What happens when one person controls the home
There’s a very disturbing report that’s just come out in The New York Times showing that smart home devices have become tools of digital domestic abuse. Smart cameras, locks, thermostats, lights and doorbells are being used by abusers to monitor, confuse, intimidate, bully and exercise control over their victims – often women.
It’s impossible to say how widespread this is but the NYT spoke to 30 victims, lawyers, shelter workers and emergency responders who shared examples of how connected devices, controlled by the abuser, are being used for harassment.
Read this: The smart home arguments we’re having in 2018
As well as enforced remote monitoring of victims via smart cameras, the stories also include “crazy making things” like smart speakers suddenly playing loud music or the smart thermostat cranking up the temperature.
It’s not all that shocking that we’ve got to this extreme already when you consider the power dynamic between men and women when it comes to introducing, understanding and controlling technology in the home. When we have put out calls for smart home stories – such as for our feature on spats and arguments in smart homes – the anecdotal responses are often that men buy, choose and control smart home devices and women are more resistant or less interested.
The women who were interviewed described not fully understanding how the tech works, not having all the companion apps on their phones and considering actions like ripping a smart thermostat off the wall to end the abuse.
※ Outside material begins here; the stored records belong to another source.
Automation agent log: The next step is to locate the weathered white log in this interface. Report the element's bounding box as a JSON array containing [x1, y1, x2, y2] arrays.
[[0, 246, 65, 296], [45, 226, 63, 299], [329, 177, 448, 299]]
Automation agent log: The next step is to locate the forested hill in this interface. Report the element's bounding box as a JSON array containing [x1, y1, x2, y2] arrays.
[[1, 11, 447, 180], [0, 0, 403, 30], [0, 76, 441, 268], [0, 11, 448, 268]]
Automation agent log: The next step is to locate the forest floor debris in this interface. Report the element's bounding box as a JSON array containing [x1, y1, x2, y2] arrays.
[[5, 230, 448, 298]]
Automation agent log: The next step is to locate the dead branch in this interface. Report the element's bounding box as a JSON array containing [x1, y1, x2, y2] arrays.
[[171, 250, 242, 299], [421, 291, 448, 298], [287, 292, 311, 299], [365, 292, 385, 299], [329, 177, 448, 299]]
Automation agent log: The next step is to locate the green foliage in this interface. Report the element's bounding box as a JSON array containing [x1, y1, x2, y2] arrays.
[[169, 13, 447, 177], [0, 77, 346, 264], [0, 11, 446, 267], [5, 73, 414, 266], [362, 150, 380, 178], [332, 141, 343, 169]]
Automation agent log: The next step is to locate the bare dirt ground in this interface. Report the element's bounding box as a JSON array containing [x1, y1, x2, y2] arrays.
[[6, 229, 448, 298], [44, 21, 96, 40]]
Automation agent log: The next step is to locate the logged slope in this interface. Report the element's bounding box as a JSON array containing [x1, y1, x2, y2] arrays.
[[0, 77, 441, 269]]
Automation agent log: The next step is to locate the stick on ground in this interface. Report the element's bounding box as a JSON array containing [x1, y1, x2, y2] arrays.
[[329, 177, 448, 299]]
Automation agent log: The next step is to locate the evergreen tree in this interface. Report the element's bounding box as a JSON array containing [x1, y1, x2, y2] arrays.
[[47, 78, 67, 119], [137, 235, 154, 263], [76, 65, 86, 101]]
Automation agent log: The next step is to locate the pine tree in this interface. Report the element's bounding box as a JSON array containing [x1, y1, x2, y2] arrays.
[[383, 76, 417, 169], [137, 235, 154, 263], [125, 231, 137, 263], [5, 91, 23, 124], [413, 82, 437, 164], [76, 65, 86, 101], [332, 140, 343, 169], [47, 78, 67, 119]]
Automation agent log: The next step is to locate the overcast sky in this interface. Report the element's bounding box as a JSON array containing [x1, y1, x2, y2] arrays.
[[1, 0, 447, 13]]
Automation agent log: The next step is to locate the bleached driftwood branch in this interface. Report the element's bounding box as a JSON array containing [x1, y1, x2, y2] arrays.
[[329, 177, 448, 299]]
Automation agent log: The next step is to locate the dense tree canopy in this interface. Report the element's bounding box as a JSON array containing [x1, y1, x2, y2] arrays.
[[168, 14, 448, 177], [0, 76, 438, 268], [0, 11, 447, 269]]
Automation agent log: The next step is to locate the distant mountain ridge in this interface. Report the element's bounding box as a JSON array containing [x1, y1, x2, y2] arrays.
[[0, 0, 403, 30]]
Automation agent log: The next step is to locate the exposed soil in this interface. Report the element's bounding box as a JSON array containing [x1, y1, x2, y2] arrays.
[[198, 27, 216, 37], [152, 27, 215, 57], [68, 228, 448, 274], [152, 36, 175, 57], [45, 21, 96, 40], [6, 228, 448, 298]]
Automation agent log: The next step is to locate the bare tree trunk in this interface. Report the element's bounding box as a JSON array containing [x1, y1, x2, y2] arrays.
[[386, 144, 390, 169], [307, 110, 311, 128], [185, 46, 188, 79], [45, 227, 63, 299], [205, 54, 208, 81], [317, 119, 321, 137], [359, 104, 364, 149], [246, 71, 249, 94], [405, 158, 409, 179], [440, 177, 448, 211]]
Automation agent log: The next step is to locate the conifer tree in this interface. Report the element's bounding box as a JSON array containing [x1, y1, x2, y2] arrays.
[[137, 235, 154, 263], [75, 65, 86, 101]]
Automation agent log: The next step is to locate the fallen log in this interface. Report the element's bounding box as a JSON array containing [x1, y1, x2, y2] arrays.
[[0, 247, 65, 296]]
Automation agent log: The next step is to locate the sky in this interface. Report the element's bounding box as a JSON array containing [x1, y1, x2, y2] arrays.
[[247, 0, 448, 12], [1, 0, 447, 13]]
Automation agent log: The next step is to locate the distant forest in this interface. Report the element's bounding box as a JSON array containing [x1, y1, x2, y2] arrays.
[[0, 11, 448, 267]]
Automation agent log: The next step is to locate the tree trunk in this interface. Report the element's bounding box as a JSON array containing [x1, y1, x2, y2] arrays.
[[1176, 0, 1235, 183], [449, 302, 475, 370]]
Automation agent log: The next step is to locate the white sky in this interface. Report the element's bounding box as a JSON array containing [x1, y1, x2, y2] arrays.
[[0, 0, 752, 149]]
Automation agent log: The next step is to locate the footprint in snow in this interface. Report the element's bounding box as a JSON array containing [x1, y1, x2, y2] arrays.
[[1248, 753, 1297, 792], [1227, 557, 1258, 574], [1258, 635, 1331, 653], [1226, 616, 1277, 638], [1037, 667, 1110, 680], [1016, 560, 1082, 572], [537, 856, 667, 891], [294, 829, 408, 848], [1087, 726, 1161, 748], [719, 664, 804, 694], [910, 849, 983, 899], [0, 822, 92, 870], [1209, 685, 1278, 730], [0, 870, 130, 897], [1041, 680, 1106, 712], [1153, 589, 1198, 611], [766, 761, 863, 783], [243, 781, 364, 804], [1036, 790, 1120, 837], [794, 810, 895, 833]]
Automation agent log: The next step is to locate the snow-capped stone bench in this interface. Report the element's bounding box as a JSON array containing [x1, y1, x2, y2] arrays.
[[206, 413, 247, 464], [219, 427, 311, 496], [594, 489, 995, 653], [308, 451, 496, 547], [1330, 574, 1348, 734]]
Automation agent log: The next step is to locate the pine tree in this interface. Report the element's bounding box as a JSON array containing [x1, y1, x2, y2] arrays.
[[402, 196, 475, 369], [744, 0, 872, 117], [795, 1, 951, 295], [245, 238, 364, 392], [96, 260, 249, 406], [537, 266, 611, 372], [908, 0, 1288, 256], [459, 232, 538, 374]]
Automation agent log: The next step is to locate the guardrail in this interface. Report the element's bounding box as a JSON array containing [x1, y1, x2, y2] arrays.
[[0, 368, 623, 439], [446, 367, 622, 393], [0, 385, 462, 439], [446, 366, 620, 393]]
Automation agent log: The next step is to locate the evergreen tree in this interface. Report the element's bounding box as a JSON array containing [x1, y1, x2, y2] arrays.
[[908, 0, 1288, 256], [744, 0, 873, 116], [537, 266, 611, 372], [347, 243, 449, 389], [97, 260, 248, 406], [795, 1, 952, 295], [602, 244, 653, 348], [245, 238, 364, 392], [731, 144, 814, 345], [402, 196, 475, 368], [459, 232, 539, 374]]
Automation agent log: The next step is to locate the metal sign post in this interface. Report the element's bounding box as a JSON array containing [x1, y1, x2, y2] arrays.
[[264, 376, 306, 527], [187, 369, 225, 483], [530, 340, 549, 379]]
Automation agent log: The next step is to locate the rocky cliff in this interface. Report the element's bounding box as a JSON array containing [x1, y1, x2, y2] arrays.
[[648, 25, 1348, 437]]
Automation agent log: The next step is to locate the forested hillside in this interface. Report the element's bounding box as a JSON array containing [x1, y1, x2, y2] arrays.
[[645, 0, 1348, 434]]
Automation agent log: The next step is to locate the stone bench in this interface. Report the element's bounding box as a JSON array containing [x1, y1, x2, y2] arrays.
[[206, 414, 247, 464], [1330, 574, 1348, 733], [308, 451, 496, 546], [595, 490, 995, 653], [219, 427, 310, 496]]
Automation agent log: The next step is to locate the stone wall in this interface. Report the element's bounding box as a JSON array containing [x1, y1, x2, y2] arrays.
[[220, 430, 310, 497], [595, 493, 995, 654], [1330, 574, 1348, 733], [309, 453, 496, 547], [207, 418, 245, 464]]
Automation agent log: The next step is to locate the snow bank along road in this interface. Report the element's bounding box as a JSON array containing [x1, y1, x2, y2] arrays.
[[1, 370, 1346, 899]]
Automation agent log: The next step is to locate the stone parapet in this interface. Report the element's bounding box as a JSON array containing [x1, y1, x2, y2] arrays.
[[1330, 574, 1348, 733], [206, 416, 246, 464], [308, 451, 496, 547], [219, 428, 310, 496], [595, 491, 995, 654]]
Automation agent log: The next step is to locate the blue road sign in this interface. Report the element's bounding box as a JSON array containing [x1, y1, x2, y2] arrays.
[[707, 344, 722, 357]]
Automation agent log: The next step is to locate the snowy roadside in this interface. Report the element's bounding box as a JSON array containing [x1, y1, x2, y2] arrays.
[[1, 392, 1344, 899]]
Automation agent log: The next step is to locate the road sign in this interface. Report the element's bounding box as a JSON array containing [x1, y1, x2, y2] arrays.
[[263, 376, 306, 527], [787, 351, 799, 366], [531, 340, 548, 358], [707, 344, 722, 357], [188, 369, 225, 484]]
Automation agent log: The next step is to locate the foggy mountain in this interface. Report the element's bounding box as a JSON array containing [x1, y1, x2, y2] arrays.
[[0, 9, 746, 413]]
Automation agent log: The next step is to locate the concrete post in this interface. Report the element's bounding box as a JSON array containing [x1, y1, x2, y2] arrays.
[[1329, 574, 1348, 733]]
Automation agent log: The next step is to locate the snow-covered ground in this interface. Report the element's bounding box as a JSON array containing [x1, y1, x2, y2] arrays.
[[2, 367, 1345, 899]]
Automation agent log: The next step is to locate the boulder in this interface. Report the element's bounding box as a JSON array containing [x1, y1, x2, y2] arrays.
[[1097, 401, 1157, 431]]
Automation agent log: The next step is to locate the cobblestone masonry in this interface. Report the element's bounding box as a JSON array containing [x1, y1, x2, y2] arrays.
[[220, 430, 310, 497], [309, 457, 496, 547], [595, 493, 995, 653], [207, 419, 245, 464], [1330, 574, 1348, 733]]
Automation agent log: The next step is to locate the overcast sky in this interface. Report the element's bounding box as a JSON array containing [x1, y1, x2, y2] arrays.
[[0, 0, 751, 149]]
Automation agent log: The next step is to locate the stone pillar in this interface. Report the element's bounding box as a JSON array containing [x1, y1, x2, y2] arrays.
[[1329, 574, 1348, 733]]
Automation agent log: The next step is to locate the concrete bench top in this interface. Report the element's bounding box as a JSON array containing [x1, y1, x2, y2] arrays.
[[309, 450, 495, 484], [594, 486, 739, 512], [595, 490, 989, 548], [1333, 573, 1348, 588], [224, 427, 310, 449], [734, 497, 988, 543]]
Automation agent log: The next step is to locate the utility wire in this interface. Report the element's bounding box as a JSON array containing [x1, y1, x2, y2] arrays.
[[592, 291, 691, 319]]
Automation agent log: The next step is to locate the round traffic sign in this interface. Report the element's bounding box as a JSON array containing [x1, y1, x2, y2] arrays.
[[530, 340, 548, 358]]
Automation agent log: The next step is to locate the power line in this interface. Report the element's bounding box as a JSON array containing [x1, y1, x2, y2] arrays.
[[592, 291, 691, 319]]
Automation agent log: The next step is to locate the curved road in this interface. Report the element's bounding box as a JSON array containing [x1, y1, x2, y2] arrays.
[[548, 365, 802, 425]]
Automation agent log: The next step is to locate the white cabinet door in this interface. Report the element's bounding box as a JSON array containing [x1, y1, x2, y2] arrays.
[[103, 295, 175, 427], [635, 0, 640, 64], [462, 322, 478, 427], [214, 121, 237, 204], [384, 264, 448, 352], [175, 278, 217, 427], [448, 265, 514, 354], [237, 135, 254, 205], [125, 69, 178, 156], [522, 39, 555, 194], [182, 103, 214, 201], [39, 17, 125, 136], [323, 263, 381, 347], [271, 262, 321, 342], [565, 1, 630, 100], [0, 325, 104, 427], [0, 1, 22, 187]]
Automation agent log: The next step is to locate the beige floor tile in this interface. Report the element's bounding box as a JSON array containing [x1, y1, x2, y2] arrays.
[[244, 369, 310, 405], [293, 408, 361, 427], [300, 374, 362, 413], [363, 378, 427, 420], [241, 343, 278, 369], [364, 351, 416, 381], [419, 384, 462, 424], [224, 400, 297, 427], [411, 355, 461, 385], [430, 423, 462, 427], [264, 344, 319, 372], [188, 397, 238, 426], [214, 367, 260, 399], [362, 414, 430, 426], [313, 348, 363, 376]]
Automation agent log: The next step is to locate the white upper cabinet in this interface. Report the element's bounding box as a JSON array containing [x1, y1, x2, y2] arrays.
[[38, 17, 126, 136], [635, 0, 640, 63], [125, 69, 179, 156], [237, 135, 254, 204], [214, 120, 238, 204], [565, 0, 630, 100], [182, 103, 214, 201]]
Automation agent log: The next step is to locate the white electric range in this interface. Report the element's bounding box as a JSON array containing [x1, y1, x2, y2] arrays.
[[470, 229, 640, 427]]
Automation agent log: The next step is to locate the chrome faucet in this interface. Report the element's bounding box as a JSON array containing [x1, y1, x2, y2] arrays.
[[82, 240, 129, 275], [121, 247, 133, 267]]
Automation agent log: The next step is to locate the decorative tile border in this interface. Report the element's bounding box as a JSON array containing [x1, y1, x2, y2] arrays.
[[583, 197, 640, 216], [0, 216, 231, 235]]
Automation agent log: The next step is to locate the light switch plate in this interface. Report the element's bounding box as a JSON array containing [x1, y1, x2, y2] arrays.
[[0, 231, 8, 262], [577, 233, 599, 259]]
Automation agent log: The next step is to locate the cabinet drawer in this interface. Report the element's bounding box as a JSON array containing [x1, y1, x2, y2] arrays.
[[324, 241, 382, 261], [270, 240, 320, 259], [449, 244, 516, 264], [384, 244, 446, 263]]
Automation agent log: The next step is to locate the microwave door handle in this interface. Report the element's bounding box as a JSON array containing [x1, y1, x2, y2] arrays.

Aside from using the physical reset button or changing the household’s Wi-Fi, it might be worth manufacturers’ while to explore other systems that allow a victim to report such behaviour – though who would adjudicate in that instance becomes tricky as the law doesn’t cover much of this high tech harassment right now. Would Amazon or Google be able to kill smart home systems if they found evidence of abuse?
More likely these companies will need to find a secure way for members of the house to add themselves as additional users without leaving the devices open to hacking.